INTENSITY

Evidently, the car had skidded off the road and into the tree. Then the driver had backed it onto the pavement again before the engine failed.

But where is the driver?

Another motorist might have come along from the west and taken any injured person to get medical treatment. But that seems too fortuitous and too timely. After all, the accident can’t have happened more than a minute or two ago.

The driver’s door is open, and when Vess leans inside, he sees that the keys are in the ignition. The windshield wipers sweep the glass. The taillights, the interior ceiling light, and the gauges in the instrument panel are all aglow.

He steps away from the car and looks at the tree toward which the tire tracks lead. The bark is scarred from the impact but only superficially.

Intrigued, he surveys the rest of the grove on that side of the highway.

Quite possibly, the driver climbed out of the wrecked car, dazed from a blow to the head, and wandered into the redwoods. Even now she might be traveling farther into the primeval grove, lost and confused—or maybe, having collapsed from injuries, she lies unconscious in a fern glade.

The closely grown trees form a maze of narrow corridors, more wood than open space. Even at high noon on a cloudless day, sunshine would penetrate to the forest floor only in a few thin bright blades, and stubborn darkness would impose itself in most of these deep reaches, as though each of the many hundreds of thousands of nights since the grove’s beginning had left its residue of shadows. Now, still on the witching side of dawn, that blackness is so pure that it seems almost like a thing alive, crouching and predatory and yet welcoming.

This special darkness stirs Mr. Vess and makes him yearn for experiences that he senses are available to him but that he cannot imagine, experiences that are mysterious and transforming, yet which he cannot even dimly envision. Far into the redwoods, down corridors of fissured bark, in some secret citadel of bestial passion, where shadows dwell that are older than human history, a mystical adventure awaits.

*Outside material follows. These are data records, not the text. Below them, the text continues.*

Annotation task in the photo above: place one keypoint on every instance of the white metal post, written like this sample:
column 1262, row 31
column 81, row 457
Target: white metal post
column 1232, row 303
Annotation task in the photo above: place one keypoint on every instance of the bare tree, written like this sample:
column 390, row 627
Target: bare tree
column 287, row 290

If the woman, in fact, is wandering in the woods, he could park the motor home and search for her. Perhaps the knife that he found at the service station is an omen, after all, and hers may be the blood that he is meant to draw with that blade.

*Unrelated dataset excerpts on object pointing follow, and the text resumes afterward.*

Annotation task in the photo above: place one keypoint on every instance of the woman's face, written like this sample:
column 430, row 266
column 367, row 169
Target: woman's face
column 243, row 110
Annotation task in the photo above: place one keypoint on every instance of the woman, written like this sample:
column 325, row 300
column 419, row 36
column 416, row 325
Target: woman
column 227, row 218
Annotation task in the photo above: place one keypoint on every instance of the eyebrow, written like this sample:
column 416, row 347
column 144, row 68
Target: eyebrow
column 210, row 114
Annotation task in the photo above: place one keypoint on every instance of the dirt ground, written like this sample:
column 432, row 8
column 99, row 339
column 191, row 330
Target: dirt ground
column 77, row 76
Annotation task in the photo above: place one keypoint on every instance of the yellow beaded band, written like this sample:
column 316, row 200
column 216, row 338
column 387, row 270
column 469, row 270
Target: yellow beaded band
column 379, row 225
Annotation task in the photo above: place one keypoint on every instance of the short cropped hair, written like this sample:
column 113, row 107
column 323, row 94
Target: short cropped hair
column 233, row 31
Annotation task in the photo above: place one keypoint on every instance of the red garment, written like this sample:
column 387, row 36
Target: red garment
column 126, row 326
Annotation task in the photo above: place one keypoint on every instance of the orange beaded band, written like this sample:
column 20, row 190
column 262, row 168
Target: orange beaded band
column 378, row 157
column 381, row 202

He imagines what it would be like to take off his clothes and enter the grove naked with the knife, relying solely on his primitive instincts to stalk her and bring her down, the rain and mist cold on his skin, the air steaming once he has breathed it, unchilled by the rain but imparting his heat to the night, tearing ferociously at the woman’s clothes as he drags her to the forest floor. He is already erect with the dream of it, but he wonders if he would attack her first with knife or phallus—or perhaps with his teeth. That decision would be made in the moment of capture, and much would depend on how attractive she was; but he is convinced that whatever might happen between them would be unprecedented and mysterious—and inexpressibly intense.

Dawn is coming in an hour or so, however, and he would be wise to be on his way. He must put more distance between himself and the places where he took his entertainment during the night.

Being good at being Edgler Vess requires, among other qualities, the ability to repress his most ardent passions when indulgence in them is dangerous. If he instantly gratified every desire, he would be less a man than an animal—and either long dead or imprisoned. Being Edgler Vess means being free but not reckless, being quick but not impulsive. He must have a sense of proportion. And good timing. Hell, he needs the timing of a tap-dance master. And a nice smile. A truly nice smile combined with self-control can take a person a long way.

He smiles at the forest.

*

The motor home stood on the pavement, approximately twenty feet from the battered Honda, shrunken in appearance because the redwoods dwarfed it.